As a traveler, you always dream of visiting some undiscovered paradise. A paradise that only exists to a small few. A kind of place described by Alex Garland in The Beach, and shown to us by Leo in the 2000 movie. A Koh Phi Phi Leh-like (pre-hoards of tourists) heaven.
When I read my first reviews about Punta Gallinas in a tattered hostel copy of Lonely Planet Colombia it sounded like just that – difficult to get to, but a rewarding journey for the committed.
Punta Gallinas is the northern most tip of the South American continent located in the Guajira region that runs right along the Venezuela border. It is a Matriarchal society comprised of 101 clans yielding a total of 498 people.
I tried to find other travelers to take the journey with me, but came up short. Luckily, I was able to find a tour that ran out of Riohacha. We packed up our 4×4 and our group of 3, plus our driver, set off north driving through the desert along some very questionable roads.
Before reaching Punta Gallinas, we stopped for a night in Cabo de la Vela. We arrived around midday and spent our time lounging on the white sandy beaches, swimming in the Caribbean and taking a drive to watch a kite surfing competition. We closed out the day with a pretty spectacular sunset.
The trek to Punta Gallinas continued the next day with a 4:30am wake up call, followed by an hour drive to a boat that would take two and a half hours to reach our destination. Being slightly prone to motion sickness, I took a Spanish-labeled Dramamine-type medicine I had purchased at the pharmacy. The drowsy kind, apparently. Oops. The good news is that for the first part of the boat ride, which was horribly, god-awfully choppy, I was in a drug-induced haze. The bad news is that I almost fell asleep sideways, and subsequently, almost fell out of the boat. Worse is that for the entirety of our journey, ocean water was constantly being sprayed in my contacts. When the medicine fog lifted, I realized just how badly my eyes burned. (Note to self: wear diving mask)
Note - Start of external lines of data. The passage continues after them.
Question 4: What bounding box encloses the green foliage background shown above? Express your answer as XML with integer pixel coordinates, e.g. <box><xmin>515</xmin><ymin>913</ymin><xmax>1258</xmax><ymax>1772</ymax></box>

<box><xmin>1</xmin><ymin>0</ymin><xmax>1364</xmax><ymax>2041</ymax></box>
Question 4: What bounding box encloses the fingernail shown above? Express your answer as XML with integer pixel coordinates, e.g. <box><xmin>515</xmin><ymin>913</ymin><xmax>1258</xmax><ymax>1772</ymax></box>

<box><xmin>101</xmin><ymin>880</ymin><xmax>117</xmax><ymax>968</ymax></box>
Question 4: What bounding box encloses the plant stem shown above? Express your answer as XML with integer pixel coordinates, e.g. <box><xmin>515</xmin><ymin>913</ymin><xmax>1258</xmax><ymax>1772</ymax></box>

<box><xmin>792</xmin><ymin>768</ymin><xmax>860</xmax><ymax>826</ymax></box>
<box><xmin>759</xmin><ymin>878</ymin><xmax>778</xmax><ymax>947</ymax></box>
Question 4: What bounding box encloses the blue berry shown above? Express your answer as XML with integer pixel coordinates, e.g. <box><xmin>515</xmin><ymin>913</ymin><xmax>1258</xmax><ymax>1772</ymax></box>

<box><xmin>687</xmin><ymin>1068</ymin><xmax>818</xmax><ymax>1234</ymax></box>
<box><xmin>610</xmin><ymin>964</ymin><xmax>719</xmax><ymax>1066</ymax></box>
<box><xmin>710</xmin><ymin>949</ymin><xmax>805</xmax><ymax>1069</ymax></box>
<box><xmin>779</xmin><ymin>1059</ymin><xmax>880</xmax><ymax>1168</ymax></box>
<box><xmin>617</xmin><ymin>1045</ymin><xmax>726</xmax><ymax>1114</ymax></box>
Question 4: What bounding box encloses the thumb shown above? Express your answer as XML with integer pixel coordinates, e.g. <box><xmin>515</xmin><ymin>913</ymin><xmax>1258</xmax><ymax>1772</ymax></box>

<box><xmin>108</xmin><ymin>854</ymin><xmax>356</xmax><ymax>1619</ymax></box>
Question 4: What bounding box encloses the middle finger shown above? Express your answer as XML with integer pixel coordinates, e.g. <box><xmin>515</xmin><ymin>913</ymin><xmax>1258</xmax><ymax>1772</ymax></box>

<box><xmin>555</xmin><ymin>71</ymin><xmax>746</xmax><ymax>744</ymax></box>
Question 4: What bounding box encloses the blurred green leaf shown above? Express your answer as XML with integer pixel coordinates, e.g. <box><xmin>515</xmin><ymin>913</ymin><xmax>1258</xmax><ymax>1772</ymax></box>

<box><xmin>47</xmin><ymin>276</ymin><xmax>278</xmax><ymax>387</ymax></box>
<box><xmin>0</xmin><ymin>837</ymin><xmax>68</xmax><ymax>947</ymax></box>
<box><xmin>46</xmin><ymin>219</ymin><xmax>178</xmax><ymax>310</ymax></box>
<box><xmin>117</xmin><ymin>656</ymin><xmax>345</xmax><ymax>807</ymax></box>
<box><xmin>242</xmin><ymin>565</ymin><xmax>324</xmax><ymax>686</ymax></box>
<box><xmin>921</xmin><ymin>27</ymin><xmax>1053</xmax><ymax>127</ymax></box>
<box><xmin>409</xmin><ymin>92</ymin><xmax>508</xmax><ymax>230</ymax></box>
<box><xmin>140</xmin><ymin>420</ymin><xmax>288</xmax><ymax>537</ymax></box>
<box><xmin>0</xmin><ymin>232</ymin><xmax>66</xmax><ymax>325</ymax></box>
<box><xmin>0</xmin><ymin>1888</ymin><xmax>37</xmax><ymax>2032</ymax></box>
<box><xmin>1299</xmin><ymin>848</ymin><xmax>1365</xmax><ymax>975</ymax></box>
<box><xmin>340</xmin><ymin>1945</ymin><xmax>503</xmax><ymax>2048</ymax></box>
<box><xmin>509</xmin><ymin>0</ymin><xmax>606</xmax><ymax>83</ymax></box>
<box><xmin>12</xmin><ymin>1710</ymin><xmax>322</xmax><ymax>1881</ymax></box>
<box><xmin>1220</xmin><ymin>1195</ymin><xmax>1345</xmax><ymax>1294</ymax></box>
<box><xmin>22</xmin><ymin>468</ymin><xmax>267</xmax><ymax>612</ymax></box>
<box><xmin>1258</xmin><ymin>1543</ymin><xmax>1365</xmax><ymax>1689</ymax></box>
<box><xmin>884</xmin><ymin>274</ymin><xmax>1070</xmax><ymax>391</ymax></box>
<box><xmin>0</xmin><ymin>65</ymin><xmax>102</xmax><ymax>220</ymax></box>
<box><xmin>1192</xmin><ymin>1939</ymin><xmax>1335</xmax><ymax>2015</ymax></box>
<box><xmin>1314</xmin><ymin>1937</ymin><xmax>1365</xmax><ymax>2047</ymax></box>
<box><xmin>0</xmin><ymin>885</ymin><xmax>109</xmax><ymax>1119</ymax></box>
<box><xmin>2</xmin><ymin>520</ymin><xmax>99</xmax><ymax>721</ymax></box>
“Feel, for a minute, like you’re one of only a handful of people that exist in the world, in a place of pure, unfiltered beauty.”
We arrived to our rancharita, Hospedaje Alexandra, where we would be staying for the next two nights. Sleeping would be done in the most comfortable, hand sewn cotton hammocks. The main industry in Punta Gallinas is fishing, but they are working to create a handicraft business in order to more widely distribute Guajira handicrafts (hammocks, bags, shoes, etc).
Hospedaje Alexandra, run by the charming Ignacio, is the second largest of three accommodations available in Punta Gallinas. To give some context on tourism, in 2012, there were a total of 857 guests that visited our rancharita. The fact that less than 2,500 people visit annually makes Punta Gallinas one of the most ideal places to escape to and enjoy the beauty of the world without distractions.
The journey was definitely worth the reward. The unique landscape of Punta Gallinas is like stepping into a painting. A place that exists to visit and experience the true wonder and amazement of this world of ours. Raw. Untouched. The top of a continent where the desert, quite literally, meets the ocean.
Reaching the edge of a continent kind of makes you feel like you’re at the end of the earth. On our first night in Punta Gallinas, we ventured to the spot that is considered the most northern point of South America. While listening to stories and facts shared by our guide, we sat and watched the sun slowly melt into the horizon.
At night, we sat around sipping on Venezuelan beer, Cerveza Polar, practicing Spanish (well, I did), listening to Ignacio tell stories of Colombia, Venezuela (and futbol!) and taking in the stillness under millions of twinkling stars.
Two days and nights was not nearly enough time. I could’ve lounged around on the deserted beaches reading books, sleeping in hammocks, eating meals of fish, arroz de coco and patacones and chasing around the most adorable children (painfully cute!!) for weeks. No cell phone service, no makeup. Bliss.
Go and experience this magical place. Feel, for a minute, like you’re one of only a handful of people that exist in the world, in a place of pure, unfiltered beauty.